El consumo de alimentos elaborados con soja fermentada, como por ejemplo el natto o el miso, está asociado con un menor de riesgo de morir a causa de una enfermedad cardiovascular. Así lo ha probado un estudio realizado en Japón, uno de los principales consumidores de soja del mundo(1).

Para llegar a esta conclusión los investigadores contaron con 93.000 japoneses de entre 45 y 74 años, a quienes se les realizó un seguimiento durante 15 años para analizar sus hábitos alimentarios.

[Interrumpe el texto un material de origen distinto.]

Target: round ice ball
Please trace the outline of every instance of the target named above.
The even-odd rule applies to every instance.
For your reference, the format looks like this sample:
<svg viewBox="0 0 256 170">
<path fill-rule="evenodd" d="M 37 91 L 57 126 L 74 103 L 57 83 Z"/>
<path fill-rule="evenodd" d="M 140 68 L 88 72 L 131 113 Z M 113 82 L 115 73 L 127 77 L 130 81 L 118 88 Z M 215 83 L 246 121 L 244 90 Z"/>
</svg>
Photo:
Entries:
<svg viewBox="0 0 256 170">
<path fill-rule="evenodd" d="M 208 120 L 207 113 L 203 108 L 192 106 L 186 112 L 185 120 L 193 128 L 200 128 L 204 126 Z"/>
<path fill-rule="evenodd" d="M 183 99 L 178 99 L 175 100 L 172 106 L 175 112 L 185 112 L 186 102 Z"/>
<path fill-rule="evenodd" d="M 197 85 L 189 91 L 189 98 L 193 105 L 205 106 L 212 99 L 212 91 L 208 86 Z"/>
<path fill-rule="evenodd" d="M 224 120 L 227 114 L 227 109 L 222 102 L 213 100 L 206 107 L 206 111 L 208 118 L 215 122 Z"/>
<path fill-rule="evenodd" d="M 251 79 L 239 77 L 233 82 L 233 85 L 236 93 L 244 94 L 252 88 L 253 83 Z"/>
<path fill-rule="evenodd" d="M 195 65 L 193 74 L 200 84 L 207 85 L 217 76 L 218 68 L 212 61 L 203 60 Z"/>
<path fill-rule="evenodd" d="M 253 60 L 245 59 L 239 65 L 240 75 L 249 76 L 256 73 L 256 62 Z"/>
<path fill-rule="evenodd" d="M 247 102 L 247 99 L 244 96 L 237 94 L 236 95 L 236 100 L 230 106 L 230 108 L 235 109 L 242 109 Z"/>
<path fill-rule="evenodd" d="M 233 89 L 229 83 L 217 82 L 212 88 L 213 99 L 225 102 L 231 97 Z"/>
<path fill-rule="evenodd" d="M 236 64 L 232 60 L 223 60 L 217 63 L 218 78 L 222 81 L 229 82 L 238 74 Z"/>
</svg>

En este país es muy común el consumo de natto (elaborado con semillas de soja fermentadas con Bacillus subtilis) durante el desayuno, así como el de miso (pasta a base de semillas de soja fermentadas con Aspergillus oryzae) en diferentes salsas y sopas.

Observaron así que los hombres con altos aportes de soja fermentada tienen un 24% menos de probabilidades de morir debido a una afección cardiovascular (un 21% en el caso de las mujeres). Además, un importante consumo también reduce un 10% de media el riesgo de muerte por cualquier causa.

Fuentes:

  1. Ryoko Katagiri, Norie Sawada, Atsushi Goto et al.: “Association of soy and fermented soy product intake with total and cause specific mortality: prospective cohort study”. BMJ. 2020.